Cleveland Browns defensive end Myles Garrett spoke his piece last Sunday about the current state of officiating in the NFL following the game against the Jacksonville Jaguars.
On Saturday, the NFL took its turn and reportedly fined Garrett $25,000 for publicly pointing out what everyone sees every week.
That is according to cleveland.com’s Mary Kay Cabot, who was first with the news.
Following the Jacksonville game, where Garrett was held without a sack despite going up against Blake Hance, the Jaguars fourth option at left tackle, Garrett could not hold his tongue any longer (quotes via a team-provided transcript):
“The officiating was a travesty today. It was honestly awful. And the fact that they’re letting them get away with hands to the face, holding false starting. I know they called a couple, but damn, they could have called it all game. And the one that cost us down on the two-yard line. I mean, respect to those guys, it’s a hard job, but hell, we have a hard job as well. You can’t make it harder by throwing, holding, and hands to the face out of the rulebook.
“And like I said, I got a lot of respect for those guys, but we get scrutinized for the plays that we don’t make. So someone has to hold them accountable for the plays or the calls they don’t make. And they need to be under the same kind of microscope as we are every single play.”

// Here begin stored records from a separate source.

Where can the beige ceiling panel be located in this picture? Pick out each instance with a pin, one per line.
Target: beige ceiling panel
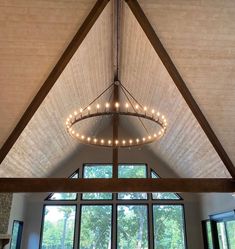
(44, 143)
(200, 38)
(185, 147)
(33, 35)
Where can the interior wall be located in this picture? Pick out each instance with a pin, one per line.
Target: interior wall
(16, 212)
(214, 203)
(33, 218)
(5, 208)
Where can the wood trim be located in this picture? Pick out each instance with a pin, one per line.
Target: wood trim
(179, 82)
(116, 185)
(53, 76)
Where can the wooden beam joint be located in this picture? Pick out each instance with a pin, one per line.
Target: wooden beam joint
(114, 185)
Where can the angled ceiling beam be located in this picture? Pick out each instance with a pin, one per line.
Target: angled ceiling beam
(179, 82)
(53, 76)
(23, 185)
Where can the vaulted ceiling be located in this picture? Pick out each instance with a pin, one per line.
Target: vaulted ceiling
(199, 37)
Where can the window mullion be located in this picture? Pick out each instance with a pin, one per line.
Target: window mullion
(150, 226)
(114, 222)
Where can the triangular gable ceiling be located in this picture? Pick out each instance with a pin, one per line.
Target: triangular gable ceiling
(185, 147)
(199, 37)
(33, 36)
(44, 142)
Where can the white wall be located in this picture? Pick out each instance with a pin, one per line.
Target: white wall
(31, 234)
(214, 203)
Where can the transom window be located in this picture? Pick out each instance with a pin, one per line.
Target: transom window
(110, 220)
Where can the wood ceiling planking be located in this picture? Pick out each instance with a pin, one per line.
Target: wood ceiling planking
(199, 37)
(33, 36)
(44, 143)
(185, 147)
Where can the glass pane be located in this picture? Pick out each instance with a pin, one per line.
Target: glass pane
(132, 227)
(97, 171)
(95, 229)
(163, 196)
(97, 196)
(132, 171)
(16, 234)
(222, 235)
(230, 225)
(209, 235)
(58, 227)
(64, 196)
(132, 196)
(168, 227)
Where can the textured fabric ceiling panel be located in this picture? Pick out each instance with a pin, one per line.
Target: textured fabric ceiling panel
(200, 38)
(185, 147)
(45, 143)
(33, 36)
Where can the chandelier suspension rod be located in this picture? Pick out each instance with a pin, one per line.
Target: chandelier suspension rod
(142, 123)
(116, 55)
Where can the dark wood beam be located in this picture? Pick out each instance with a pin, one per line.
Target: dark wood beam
(179, 82)
(116, 185)
(53, 76)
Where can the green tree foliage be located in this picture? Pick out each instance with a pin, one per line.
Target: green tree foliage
(168, 227)
(132, 227)
(96, 227)
(58, 228)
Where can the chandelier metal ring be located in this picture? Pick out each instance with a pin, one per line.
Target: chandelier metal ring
(77, 117)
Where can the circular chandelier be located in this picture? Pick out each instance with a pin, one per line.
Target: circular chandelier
(131, 108)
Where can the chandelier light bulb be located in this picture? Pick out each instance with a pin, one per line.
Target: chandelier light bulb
(99, 110)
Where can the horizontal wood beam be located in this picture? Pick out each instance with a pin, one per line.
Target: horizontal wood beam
(30, 185)
(53, 76)
(180, 84)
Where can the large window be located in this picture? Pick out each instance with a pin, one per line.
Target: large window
(219, 231)
(110, 221)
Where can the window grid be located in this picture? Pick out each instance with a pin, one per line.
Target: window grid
(114, 202)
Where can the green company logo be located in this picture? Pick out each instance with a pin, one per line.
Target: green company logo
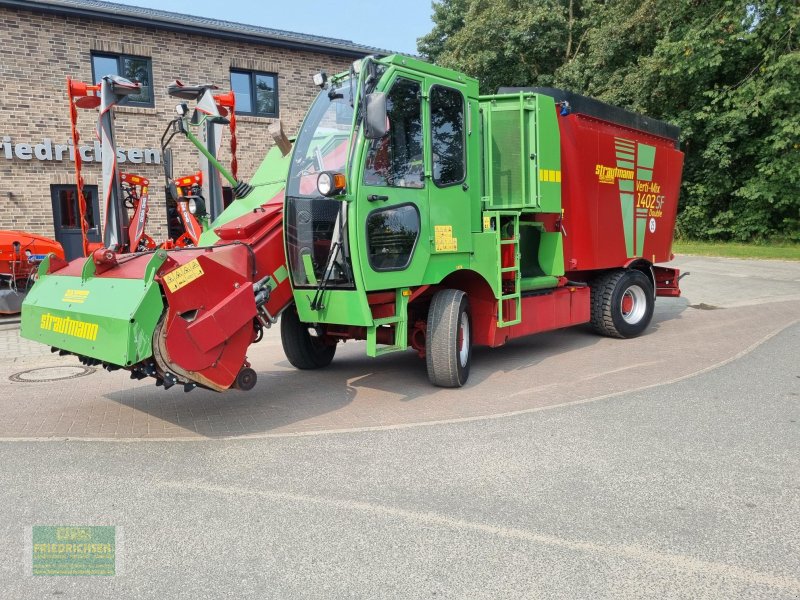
(74, 550)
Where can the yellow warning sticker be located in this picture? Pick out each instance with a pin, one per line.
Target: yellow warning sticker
(443, 238)
(550, 175)
(75, 296)
(183, 276)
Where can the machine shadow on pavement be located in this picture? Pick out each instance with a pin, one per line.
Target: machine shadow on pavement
(285, 396)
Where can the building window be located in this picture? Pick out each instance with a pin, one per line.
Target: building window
(67, 217)
(256, 93)
(134, 68)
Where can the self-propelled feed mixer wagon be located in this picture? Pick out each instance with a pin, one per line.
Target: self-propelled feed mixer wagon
(414, 213)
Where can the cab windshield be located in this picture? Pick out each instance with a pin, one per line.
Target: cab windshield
(323, 142)
(316, 227)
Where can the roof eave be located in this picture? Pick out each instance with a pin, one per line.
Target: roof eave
(219, 33)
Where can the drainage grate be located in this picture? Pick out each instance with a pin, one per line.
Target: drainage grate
(43, 374)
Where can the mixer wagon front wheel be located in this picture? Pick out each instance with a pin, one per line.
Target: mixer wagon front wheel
(303, 350)
(622, 303)
(448, 340)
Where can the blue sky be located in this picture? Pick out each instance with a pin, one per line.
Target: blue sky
(391, 25)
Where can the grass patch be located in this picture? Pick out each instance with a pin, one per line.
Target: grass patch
(738, 250)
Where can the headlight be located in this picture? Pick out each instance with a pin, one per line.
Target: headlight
(330, 183)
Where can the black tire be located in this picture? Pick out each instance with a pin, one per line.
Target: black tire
(302, 349)
(622, 303)
(448, 347)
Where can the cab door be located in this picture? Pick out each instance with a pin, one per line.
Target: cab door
(393, 196)
(451, 211)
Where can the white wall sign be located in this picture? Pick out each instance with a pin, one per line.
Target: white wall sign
(48, 151)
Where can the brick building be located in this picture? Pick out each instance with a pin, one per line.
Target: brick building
(47, 40)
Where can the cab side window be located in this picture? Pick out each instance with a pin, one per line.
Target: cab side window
(396, 159)
(447, 136)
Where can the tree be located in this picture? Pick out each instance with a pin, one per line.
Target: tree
(726, 71)
(504, 42)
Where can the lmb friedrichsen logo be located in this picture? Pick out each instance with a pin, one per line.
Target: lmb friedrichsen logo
(74, 550)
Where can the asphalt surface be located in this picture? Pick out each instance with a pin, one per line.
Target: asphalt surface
(685, 491)
(689, 489)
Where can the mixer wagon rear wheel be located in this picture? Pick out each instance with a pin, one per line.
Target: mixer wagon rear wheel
(448, 339)
(302, 349)
(622, 303)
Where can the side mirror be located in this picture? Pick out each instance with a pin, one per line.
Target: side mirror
(167, 158)
(375, 125)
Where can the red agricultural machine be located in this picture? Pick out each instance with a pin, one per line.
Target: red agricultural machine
(20, 255)
(412, 213)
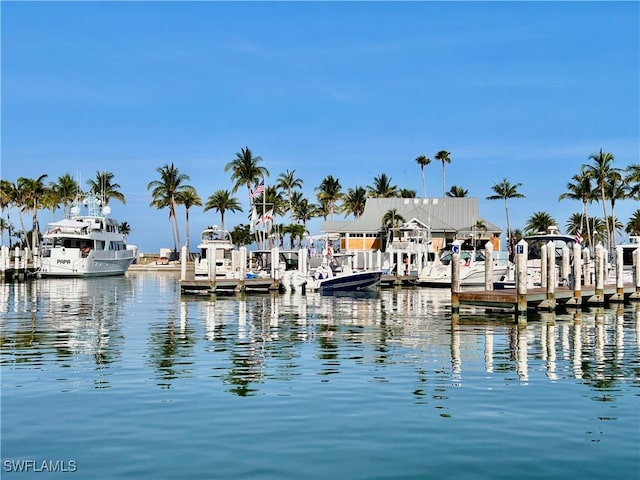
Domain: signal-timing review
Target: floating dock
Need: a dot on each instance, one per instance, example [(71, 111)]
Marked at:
[(228, 286), (540, 299)]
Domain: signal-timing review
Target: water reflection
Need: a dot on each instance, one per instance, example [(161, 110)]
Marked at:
[(243, 343), (74, 322)]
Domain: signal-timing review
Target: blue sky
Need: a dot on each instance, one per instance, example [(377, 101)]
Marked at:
[(525, 91)]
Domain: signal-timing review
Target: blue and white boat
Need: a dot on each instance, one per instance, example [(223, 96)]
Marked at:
[(337, 275)]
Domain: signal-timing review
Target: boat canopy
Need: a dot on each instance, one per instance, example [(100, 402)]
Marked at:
[(66, 223)]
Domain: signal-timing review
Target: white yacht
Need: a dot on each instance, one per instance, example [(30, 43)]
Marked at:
[(90, 245), (628, 270), (215, 242)]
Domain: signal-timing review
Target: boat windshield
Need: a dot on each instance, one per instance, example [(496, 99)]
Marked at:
[(465, 256), (536, 245)]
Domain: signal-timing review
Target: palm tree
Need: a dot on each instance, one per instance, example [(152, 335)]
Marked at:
[(8, 193), (288, 181), (354, 201), (423, 162), (189, 198), (633, 226), (582, 190), (600, 172), (273, 198), (31, 192), (103, 187), (594, 224), (51, 199), (506, 191), (245, 170), (457, 191), (392, 219), (616, 189), (329, 192), (222, 201), (407, 193), (633, 180), (303, 211), (539, 222), (164, 193), (382, 187), (125, 228), (443, 156), (5, 225), (67, 189)]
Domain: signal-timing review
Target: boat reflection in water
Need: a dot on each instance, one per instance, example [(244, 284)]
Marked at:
[(75, 319), (126, 368)]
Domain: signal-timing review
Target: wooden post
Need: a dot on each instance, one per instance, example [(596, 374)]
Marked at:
[(598, 298), (455, 277), (619, 295), (636, 270), (550, 302), (586, 266), (183, 263), (576, 301), (16, 263), (522, 257), (211, 263), (543, 267), (566, 265), (488, 266), (242, 260)]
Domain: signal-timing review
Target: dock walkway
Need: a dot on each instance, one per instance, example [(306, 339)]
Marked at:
[(538, 298)]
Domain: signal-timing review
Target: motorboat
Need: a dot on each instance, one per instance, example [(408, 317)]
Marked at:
[(337, 275), (219, 246), (536, 243), (287, 269), (90, 245), (628, 265), (472, 267)]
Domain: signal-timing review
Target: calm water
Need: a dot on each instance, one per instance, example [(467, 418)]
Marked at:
[(122, 378)]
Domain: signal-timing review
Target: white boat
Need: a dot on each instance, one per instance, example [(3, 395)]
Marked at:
[(287, 269), (89, 245), (536, 243), (214, 242), (628, 270), (472, 268), (336, 275)]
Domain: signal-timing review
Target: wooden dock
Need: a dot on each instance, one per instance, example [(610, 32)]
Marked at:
[(540, 299), (387, 281), (228, 286)]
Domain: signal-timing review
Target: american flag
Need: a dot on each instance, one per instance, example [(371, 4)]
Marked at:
[(259, 189)]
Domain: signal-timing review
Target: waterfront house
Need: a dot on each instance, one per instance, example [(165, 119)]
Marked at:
[(438, 220)]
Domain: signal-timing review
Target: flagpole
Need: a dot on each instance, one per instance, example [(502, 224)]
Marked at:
[(264, 211)]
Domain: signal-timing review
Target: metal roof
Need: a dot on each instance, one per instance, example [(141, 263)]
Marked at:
[(449, 214)]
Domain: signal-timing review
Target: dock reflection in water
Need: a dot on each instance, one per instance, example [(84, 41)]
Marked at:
[(352, 377)]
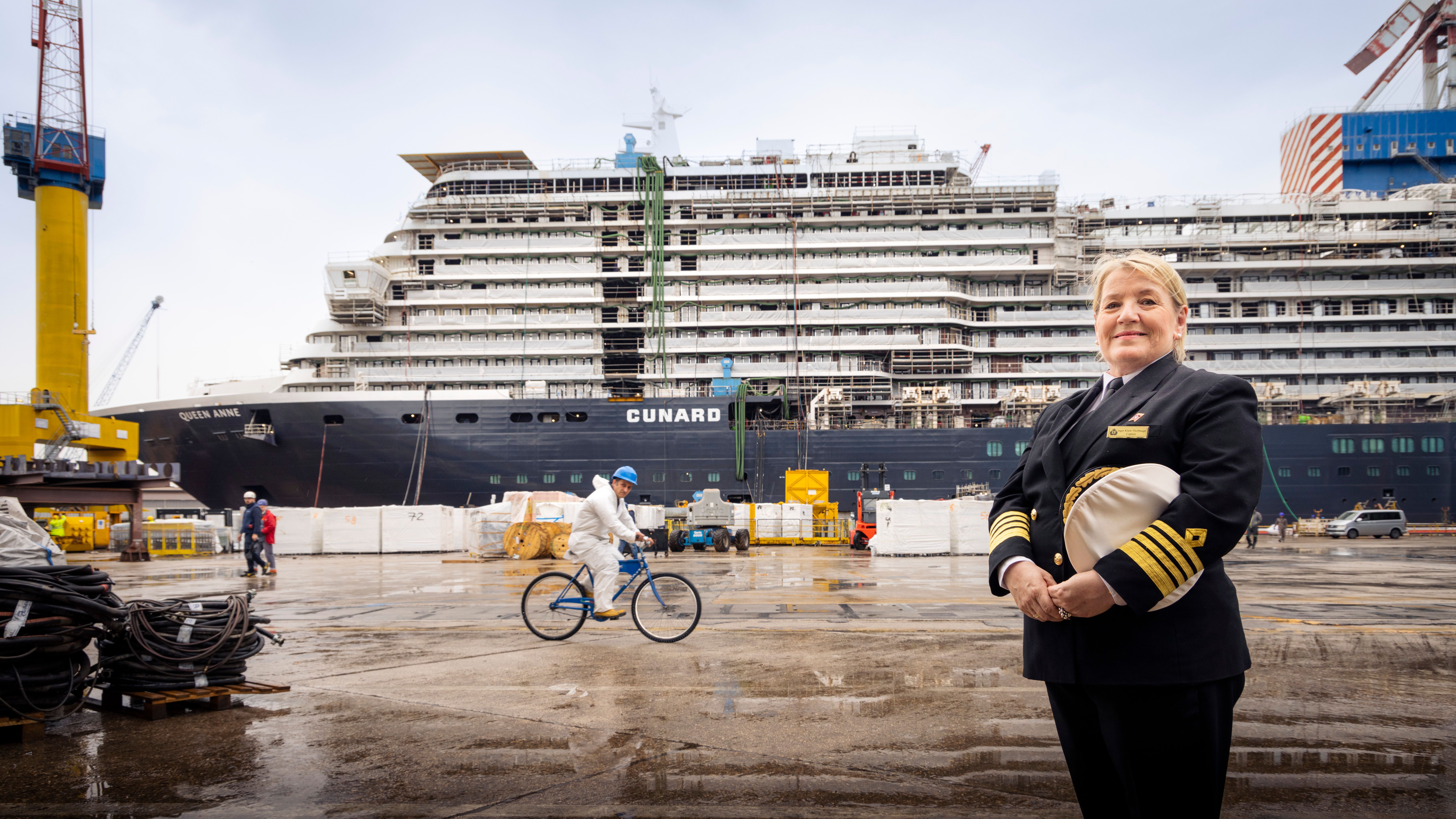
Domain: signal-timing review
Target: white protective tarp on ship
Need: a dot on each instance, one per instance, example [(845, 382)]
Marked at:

Garrett knew he was risking a fine because the league office does not like it when players or coaches say the quiet parts out loud - Kansas City head coach Andy Reid is $100,000 lighter today after criticizing the officials after last week’s loss to the Buffalo Bills - but when asked about it again on Friday, Garrett took a pragmatic approach to the situation (quotes via a team-provided transcript):
“It is what it is. Right now I’m not getting any calls, so it can’t get much worse than that. I’m not trying to offend anybody. I just want them to do their jobs to the best of their ability. Same here.
“It was something that’s been stoked for a while last couple of weeks and other rushers have been also dealing with the same thing. I can only speak for myself, but once you got like a whole position kind of fed up with how they’re being treated. That’s when you know something is kind of off.”
Garrett is right, of course. The officials already treat him differently because he is such a matchup problem for offensive linemen that if they called the game fairly it would almost be unfair.
But the officials have the power to make life worse for him if they choose to, which everyone involved would hope is not the case as the Browns enter a vital four-game stretch in their quest to make the playoffs.
And if they do? Well, Garrett has shown he is not afraid to speak out so he might want to keep his checkbook close at hand for the rest of the season.